Criticized UN-backed Congo operation to shut down

  • UN mission to continue cooperating with Congolese army

- Rights group: 1,400 civilians killed in Jan.-Sept. 2009 (Adds quotes, background, details)

By Louis Charbonneau

UNITED NATIONS, Dec 16 (Reuters) - A U.N.-backed military operation in eastern Congo in which government soldiers are accused of massacring hundreds of civilians will end this month, the top U.N. official in Congo said on Wednesday.

"Kimia II will be completed on Dec. 31," U.N. special envoy to the Democratic Republic of the Congo, Alan Doss, told the Security Council during a meeting on the U.N. peacekeeping mission there, known as MONUC.

The United Nations has backed Congolese government forces in a nine-month operation called Kimia II against Rwandan Hutu rebels in Congo's east. The United Nations says it bolstered stability by supporting the operation but aid agencies had argued against U.N. support due to heavy civilian casualties.

Doss said the operation's main goal -- to disperse the rebels and weaken their ability to exploit Congo's mineral wealth -- "has been largely achieved although we do recognize that there have been very serious humanitarian consequences."

But the fight against the rebels, some of whom are suspected of participating in neighboring Rwanda's 1994 genocide, is not over, he said.

"The FDLR (Rwandan Hutu rebels) remains a potential threat and they will seek to return to their strongholds and punish the population for collaboration with governmental forces, if they are allowed to do so," he warned the 15-nation council.

Although the criticized operation will be ending, Doss made clear that MONUC had no plans to end its cooperation with the Congolese army. He praised the army's newly approved strategy, under which it would focus on holding ground recovered from the rebels and preventing attacks on civilians.
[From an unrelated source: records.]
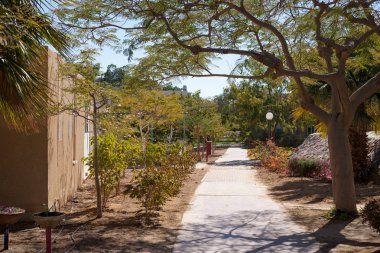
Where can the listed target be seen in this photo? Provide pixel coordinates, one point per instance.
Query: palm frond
(24, 30)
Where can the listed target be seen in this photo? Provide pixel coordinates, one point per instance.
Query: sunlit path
(231, 212)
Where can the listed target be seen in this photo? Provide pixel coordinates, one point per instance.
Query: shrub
(302, 167)
(309, 168)
(111, 162)
(371, 214)
(323, 171)
(272, 157)
(154, 185)
(151, 187)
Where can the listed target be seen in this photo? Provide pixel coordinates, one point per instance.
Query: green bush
(151, 186)
(155, 184)
(371, 214)
(112, 164)
(302, 167)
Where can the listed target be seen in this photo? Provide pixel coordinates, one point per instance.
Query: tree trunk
(341, 167)
(96, 168)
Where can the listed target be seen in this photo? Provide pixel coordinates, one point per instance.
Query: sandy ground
(308, 200)
(119, 230)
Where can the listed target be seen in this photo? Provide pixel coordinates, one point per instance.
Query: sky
(209, 86)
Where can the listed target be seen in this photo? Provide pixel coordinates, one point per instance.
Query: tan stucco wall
(38, 168)
(65, 143)
(23, 168)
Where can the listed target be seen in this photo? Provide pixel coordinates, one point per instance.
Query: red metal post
(48, 240)
(208, 149)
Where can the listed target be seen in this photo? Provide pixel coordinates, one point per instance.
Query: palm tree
(24, 30)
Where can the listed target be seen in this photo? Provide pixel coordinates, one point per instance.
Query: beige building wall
(45, 167)
(65, 142)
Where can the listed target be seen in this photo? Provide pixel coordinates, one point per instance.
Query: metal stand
(48, 240)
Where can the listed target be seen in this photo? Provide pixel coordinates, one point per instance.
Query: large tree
(305, 41)
(24, 30)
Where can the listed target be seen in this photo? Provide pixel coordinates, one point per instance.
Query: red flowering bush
(272, 157)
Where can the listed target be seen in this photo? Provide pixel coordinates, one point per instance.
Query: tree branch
(365, 91)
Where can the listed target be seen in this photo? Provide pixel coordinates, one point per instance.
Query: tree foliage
(305, 41)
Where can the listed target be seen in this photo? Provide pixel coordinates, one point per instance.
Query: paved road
(232, 212)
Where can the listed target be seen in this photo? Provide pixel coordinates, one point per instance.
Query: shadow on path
(246, 231)
(238, 163)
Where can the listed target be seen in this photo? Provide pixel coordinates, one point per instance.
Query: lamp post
(269, 117)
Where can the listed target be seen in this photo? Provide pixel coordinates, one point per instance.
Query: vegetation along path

The army will also hunt down rebel units in areas where they may have regrouped, he added.

'DELIBERATE KILLING'

Rights activists say Congo's ill-disciplined army, cobbled together from former rebels, militia groups and government loyalists, is one of the country's worst human rights abusers. The United Nations has documented wide-ranging abuses committed by the army since the offensive began in March.

Doss acknowledged to the council that with the integration of demobilized rebels into Congo's FARDC army, "the problem of discipline in the FARDC has worsened."
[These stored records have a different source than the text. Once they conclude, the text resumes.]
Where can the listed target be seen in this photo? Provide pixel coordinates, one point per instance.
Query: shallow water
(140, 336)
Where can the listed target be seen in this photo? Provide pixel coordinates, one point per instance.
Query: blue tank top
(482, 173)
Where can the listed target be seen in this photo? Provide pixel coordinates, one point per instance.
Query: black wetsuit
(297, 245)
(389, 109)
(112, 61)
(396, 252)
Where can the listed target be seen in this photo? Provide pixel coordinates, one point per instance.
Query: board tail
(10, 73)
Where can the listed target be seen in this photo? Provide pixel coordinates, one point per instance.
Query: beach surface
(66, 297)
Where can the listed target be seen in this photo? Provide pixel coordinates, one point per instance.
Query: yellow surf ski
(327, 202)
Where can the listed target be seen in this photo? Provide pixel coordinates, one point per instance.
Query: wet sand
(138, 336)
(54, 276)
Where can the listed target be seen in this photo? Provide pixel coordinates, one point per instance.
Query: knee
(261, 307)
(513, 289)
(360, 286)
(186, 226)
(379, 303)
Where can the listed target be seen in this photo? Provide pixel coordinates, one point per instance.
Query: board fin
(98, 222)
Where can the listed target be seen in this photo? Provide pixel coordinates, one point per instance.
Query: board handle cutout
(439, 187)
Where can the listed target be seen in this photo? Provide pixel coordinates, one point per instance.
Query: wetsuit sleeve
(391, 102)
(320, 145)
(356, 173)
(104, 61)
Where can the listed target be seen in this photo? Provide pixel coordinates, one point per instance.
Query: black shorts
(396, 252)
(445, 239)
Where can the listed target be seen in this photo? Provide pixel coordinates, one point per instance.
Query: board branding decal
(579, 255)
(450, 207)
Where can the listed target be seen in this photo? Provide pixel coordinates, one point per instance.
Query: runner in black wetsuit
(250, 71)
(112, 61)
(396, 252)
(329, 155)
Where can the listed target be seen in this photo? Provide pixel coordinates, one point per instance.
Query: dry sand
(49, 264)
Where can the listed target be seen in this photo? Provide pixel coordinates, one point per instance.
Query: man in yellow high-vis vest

The New York-based Human Rights Watch advocacy group issued a 183-page report earlier this week that detailed what it said was the "deliberate killing" of over 1,400 civilians between January and September 2009 in two Congolese army operations.

Congo's army denies the scale of the alleged abuses and says it is trying to improve its system of accountability.

Doss also urged countries to crack down on foreign support for rebels. He welcomed Germany's arrest last month of two Rwandan Hutu rebel leaders suspected of war crimes in Congo.

A U.N. group of experts reported recently that an extensive rebel network abroad has been used to fund, organize and direct rebel activities in eastern Congo. It also accused members of the Congolese army of colluding with the Rwandan rebels.

"We deplore (this) but we should recognize that the (Congolese army) has dislodged the FDLR from its former strongholds and has not wavered in its determination to deal with the FDLR," Doss said.

Diplomats say the Security Council is under pressure from Congolese President Joseph Kabila to come up with an exit strategy for MONUC, the biggest U.N. peacekeeping force in the world, ahead of the 50th anniversary of Congo's independence from its former colonial master Belgium on June 30, 2010.

They said that the council planned to renew the mandate of MONUC in the coming days for another five months. That will give the U.N. time to prepare a plan to reconfigure MONUC to focus more on training Congo's army than it has in the past.